The thing is when writing these articles, you can be made to look fairly foolish fairly quickly. Putting your predictions out there for the whole world to see when you are an “expert” to some and an “enthusiast” to others very often doesn’t always pay off.

In doing prefight predictions I always make a point of picking a winner and how it may happen. I do listen to a YouTuber who works on a basis of not making a definitive prediction if he’s not sure, but apart from the fact that I don’t think you would want really want to read an 800 word article and to read…

“well I don’t know who’s gonna win..”

At the end, isn’t exactly the most satisfying, and also at the end of the day very few fights are perfectly 50 50 in my head, if I’ve got a 55 45 in my head, I’ll make a prediction based off that and let you all know that I’m nowhere near certain but that is the way I’m leaning.

It’s in these sorts of fights though where I do look a bit more foolish, and I am reaching a bit to back my previous prediction.

Saying, “well, for two rounds it went as I expected” is sort of like saying “well it was only in the main course that I poisoned you” I mean, I wouldn’t exactly be bragging about it.

But for two rounds it went as I expected,

I am shameless at backing my predictions haha,

Tete popping a jab, not landing it, but keeping Casemiro at arm’s length and the Filipino looking to lunge in with right hands of which the South African was ducking and pivoting well.

The only real notable things to note of the first two were a couple of back hand shots to the body landed by both, and a solid straight left combined with a head clash that Tete landed in the 2nd.

Really quiet couple of rounds to be honest, I scored both to Tete, but the first could easily have gone to Casemiro.

The fight ended in a way that it rarely does at the lighter weights, in a flash.

Another YouTuber made the point that the stoppage reminded him of the Charlo Lubin knockout, and it really was.

I’ve made a point of watching the first knockdown a few times on 0.25 speed, because when you view it slowly you can really see what went wrong for Tete here.

Basically, in the southpaw orthodox matchup, bending from the waist puts your head towards your opponent’s back hand.

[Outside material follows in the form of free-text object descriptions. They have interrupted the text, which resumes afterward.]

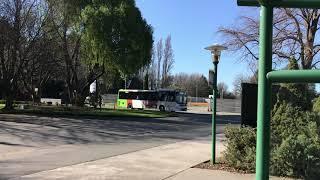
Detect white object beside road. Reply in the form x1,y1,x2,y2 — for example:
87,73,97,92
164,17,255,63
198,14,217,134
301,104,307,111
40,98,62,105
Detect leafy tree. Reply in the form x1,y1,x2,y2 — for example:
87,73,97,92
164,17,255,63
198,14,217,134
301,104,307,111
275,58,315,111
46,0,153,105
82,0,153,79
46,0,88,105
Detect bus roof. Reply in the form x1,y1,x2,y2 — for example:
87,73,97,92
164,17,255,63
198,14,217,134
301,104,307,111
118,89,157,93
118,89,186,93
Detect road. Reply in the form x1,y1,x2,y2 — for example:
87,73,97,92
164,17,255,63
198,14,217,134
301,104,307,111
0,112,240,179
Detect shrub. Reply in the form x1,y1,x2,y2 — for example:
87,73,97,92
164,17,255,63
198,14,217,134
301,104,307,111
224,126,256,172
313,97,320,114
223,102,320,178
270,127,320,179
270,103,320,178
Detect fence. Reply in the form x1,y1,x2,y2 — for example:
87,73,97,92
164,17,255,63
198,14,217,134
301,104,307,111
188,96,241,113
101,94,118,108
216,99,241,113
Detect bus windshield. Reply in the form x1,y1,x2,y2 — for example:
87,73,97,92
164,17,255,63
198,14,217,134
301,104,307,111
176,92,187,104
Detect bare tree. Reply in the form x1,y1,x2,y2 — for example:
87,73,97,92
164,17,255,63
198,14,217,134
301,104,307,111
162,35,174,88
219,9,320,70
0,0,48,109
217,82,228,98
232,74,252,97
21,35,62,102
172,73,209,97
156,39,163,89
148,46,157,89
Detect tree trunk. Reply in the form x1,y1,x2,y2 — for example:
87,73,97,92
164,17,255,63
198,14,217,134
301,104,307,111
4,90,14,110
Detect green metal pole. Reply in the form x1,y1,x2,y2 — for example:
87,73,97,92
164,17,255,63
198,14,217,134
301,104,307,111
256,4,273,180
267,70,320,83
211,61,218,164
238,0,320,8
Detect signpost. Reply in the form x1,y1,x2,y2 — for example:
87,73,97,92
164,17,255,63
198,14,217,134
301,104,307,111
237,0,320,179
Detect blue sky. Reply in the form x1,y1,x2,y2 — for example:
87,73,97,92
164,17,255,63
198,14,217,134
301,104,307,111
136,0,255,91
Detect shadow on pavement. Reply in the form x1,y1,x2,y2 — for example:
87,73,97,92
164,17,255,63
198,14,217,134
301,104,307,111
0,113,239,146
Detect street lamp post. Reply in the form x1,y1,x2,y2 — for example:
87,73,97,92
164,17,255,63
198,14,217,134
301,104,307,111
205,44,227,164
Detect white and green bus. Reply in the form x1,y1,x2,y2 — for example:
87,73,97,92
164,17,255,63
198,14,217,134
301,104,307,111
117,89,187,112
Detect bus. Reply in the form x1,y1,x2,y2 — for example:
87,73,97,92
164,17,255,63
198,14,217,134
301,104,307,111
117,89,187,112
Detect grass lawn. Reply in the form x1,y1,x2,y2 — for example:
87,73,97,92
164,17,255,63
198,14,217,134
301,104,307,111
0,106,175,119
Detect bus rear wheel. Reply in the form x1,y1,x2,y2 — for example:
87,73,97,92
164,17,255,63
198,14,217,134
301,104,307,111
159,105,165,112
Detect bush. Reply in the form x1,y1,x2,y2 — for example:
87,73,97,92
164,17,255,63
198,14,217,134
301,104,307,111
270,103,320,178
223,102,320,178
270,128,320,179
271,103,318,146
224,59,319,177
313,97,320,114
224,126,256,172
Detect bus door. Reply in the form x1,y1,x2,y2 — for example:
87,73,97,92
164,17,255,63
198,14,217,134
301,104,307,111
167,92,177,111
132,92,143,109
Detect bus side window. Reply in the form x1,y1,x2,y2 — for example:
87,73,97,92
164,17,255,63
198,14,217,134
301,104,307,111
128,92,135,99
119,92,128,99
152,92,158,101
169,92,175,102
160,93,166,101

When Casimero throws his jab, you see Tete bend from the waist, Casemiro just then takes a little pause, steps forward, puts his left foot outside Tete’s right for better positioning, and once he sees Tete bent just smashes him with the right hand.

In short, he waits for Tete to bend, then hits him when he can’t attack from that position.

Tete really never did recover from this, and as I said in my pre fight I am a bit saddened by this because I do get the sense that Tete hasn’t quite got the money from his career that his talent deserved, and had he won this fight a matchup against Rigo could have been on the cards.

I would like to see a rematch, but I feel like I would be in the minority, but I suppose I can’t complain when a hard hitting exiting Filipino jumps on the scene dethroning an established African champ.

Sounds familiar?

Also on the card Anthony Cacace 18 (7 KOs)-1 (0 KOs)-0 wins the British Super-Featherweight title in a 12 round split decision victory against Sam Bowen 15 (11 KOs)-1 (0 KOs)-0, and Lerrone Richards 13 (3 KOs)-0-0 also wins a 12 round split decision victory against Lennox Clarke 19 (7 KOs)-1 (0 KOs)-1 for the vacant British Super-Middleweight title.